What if the best way to stop a tumor is not to kill it, but to turn it into something else? That’s the idea behind differentiation therapy, a novel concept that targets cancer stem cells. Scientists at Sanford-Burnham and elsewhere are beginning to think that stem cells may be the culprit behind tumor formation in some cancers. Much like other types of stem cells, cancer stem cells are presumably able to do two things: 1) self-renew, generating more new stem cells and 2) differentiate, giving rise to a variety of cell types. Differentiation therapy attempts to end the cycle of self-renewal by encouraging the cells to settle down and become a specific cell type, such as a skin cell.
“It seems to me that if we are smart enough to know all the genes in a cell, we should be smart enough to tell the cell what to do,” says Dr. Robert Oshima, co-director of the Sanford-Burnham Cancer Center’s Tumor Development Program. “In differentiation therapy, we are essentially telling cells: ‘Don’t become criminals, become productive members of society. If you stay legal, we’ll leave you alone.’”
In collaboration with associate professor Dr. Masanobu Komatsu and others, Dr. Oshima led a recent study that provides strong evidence in favor of differentiation therapy. In the study, which was published online today by the journal Oncogene, an aggressive mouse model of breast cancer was treated with Bosutinib (SKI-606), a drug currently being developed by Pfizer Research to treat advanced malignant tumors.
What resulted from Bosutinib treatment? Perhaps not surprisingly, the drug prevented the appearance of tumors in more than half of the treated mice and reduced tumor growth in older animals with preexisting tumors. The real shocker was the reason these tumors stopped growing.

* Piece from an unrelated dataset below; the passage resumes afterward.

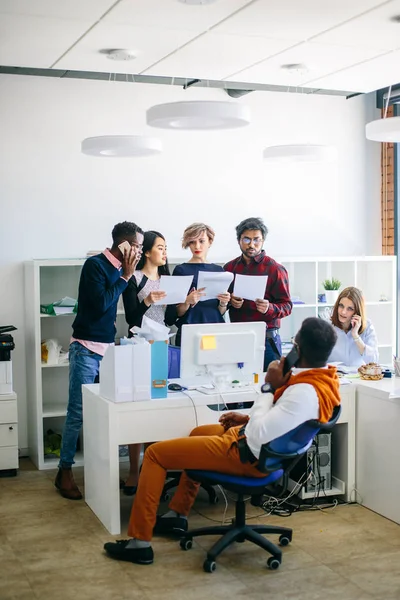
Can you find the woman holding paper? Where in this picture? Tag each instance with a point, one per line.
(139, 299)
(198, 308)
(356, 343)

Bosutinib treatment was successful not because it directly killed the cancer cells, but because it induced their differentiation. In other words, tumors in the treated mice experienced another fate; they contained a lot of normal, functioning tissue not seen in the untreated mice. These benign tissues behaved like normal skin cells or milk-producing cells of the mammary gland rather than as undifferentiated cancer stem cells.
Differentiation therapy is an attractive alternative to chemotherapy and radiation, which kill any cell whether cancerous or not. According to Dr. Oshima, “Older treatments for cancer are almost as bad as the disease. Cancer cells are simply poisoned or burned, while doctors try their best to limit the side effects by reducing the collateral damage to other tissues.”
Dr. Oshima and his team are now searching for other drugs that might induce cancer stem cell differentiation in order to stop tumors at their earliest stages.
“The ultimate dream would be to design a pill that high-risk women take just once a year to prevent breast tissue stem-like cells from becoming breast cancer,” said Dr. Oshima.